26. We see that the assessing officer estimated the sales by post for the days not covered by the V.P.P. money order coupons excluding the holidays. He purported to do so for computing proportionate sales, assuming that there were sales on every day not covered by the V.P.P. money order coupons, which was not a holiday.

27. We are not convinced that this is a reasonable basis as long as it is not suggested that certain coupons were suppressed. The pile of receipts were found date-war with abstracts. We may take it that these were all the sales made by post for the year and further additions thereto cannot be made on any reasonable basis. We accordingly delete the additional amounts added on a basis suggesting suppressions.

28. There now remains the question of cash sales. The assessing officer estimated the cash sales at Rs. 30 to Rs. 35 a day and fixed the aggregate realisations at Rs. 10,000 for each year. The appellant's case is that his cash sales would not exceed Rs. 5 a day.

29. The Special Commercial Tax Officer, Anantapur, referred to local enquiries in respect of cash sales. The assessment orders made by him referred to the estimate of cash sales on best judgment. We have called upon the learned Government Pleader to satisfy us with regard to the reasonableness of this addition. He has not placed before us any details regarding the enquiry made in this regard. We are not able to sustain this addition of Rs. 10,000 for each year without any material before us as to the enquiry referred to by the Assessing Authority.
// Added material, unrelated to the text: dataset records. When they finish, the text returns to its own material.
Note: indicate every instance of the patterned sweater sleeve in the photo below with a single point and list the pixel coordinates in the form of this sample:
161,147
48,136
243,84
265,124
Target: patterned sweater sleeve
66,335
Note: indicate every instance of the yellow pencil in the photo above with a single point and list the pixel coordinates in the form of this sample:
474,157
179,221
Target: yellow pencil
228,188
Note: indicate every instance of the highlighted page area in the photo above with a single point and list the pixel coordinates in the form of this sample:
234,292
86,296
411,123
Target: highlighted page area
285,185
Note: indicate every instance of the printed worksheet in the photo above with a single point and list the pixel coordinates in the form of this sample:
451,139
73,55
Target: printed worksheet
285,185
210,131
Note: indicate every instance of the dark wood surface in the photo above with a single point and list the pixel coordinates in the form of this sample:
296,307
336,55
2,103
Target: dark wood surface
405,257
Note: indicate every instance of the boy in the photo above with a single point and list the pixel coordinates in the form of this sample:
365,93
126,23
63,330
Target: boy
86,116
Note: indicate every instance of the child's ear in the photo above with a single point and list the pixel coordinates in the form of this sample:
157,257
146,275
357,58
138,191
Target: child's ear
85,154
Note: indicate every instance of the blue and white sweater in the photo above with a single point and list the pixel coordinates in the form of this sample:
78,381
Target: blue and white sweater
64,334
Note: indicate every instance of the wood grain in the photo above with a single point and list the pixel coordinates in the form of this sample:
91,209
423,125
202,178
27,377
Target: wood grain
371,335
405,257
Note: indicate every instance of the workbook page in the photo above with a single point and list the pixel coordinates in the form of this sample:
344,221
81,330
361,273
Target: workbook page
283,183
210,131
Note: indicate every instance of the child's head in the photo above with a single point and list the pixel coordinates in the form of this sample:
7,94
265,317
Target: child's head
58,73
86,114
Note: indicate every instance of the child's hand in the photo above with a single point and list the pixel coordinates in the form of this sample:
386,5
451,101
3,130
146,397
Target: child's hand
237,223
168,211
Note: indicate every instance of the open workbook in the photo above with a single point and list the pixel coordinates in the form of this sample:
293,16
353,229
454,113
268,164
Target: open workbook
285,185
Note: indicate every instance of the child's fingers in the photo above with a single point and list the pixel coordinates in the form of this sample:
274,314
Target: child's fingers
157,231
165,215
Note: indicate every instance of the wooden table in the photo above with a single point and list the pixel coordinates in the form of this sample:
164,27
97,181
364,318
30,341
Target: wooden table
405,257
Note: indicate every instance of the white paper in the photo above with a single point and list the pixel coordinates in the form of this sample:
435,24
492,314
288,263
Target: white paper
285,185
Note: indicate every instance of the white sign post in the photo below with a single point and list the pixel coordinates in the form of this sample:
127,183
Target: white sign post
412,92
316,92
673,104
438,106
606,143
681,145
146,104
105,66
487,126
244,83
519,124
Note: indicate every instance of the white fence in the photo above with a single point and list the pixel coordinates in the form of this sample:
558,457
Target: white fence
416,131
We see no other course except to remand this matter to the Assessing Authority for a decision as to the cash sales for each year after due enquiry giving notice to the appellant.

30. The case of exemption accepted by the Deputy Commissioner of Commercial Taxes remains now to be scrutinized. The G.O. Ms. No. 815 dated 7th April, 1948, referred to may be set out for convenient reference :

The Government have examined the representations made by the Madura and the Indian Medical Association, Madras, in regard to the assessment of private medical practitioners to sales tax. There are three categories of medical practitioners, namely :-

(i) those having consulting rooms only;

(ii) those owning dispensaries and dispensing medicines only to their patients; and

(iii) those having large dispensaries and dispensing medicines not only to their patients but also the patients of other practitioners and also sell patent medicines to the public.

31. The Government pass the following orders in respect of each of the categories mentioned above :

Category (i): These are not liable to sales tax as they give pres criptions only and do not dispense medicines.

Category (ii): Though these practitioners are legally liable to sales tax, the Government direct that they may be exempted from the payment of the tax.

Category (iii): These should be treated as any other chemists and druggists and should be assessed to sales tax.

2. The Board is requested to issue necessary instructions in the matter to the Commercial Tax Officers.

32. The Deputy Commissioner, Commercial Taxes, expressed the view that the appellant would earn the exemption as falling within category (ii) set out supra.

33. For the application of the said G.O. the person claiming exemption should be a medical practitioner owning a dispensary and dispensing medicines only to his patients. From the facts we have discussed in the foregoing part of our judgment relating to the contention whether the appellant is a dealer within the meaning of the Act, it is apparent to us that the appellant would not fit in with this description. So, the question of earning any exemption does not arise.

34. In the result, we confirm the assessments to the extent indicated in this judgment and we remand the matter for an enquiry with regard to cash sales and for the issue of revised orders of assessment accordingly. We propose no order as to costs.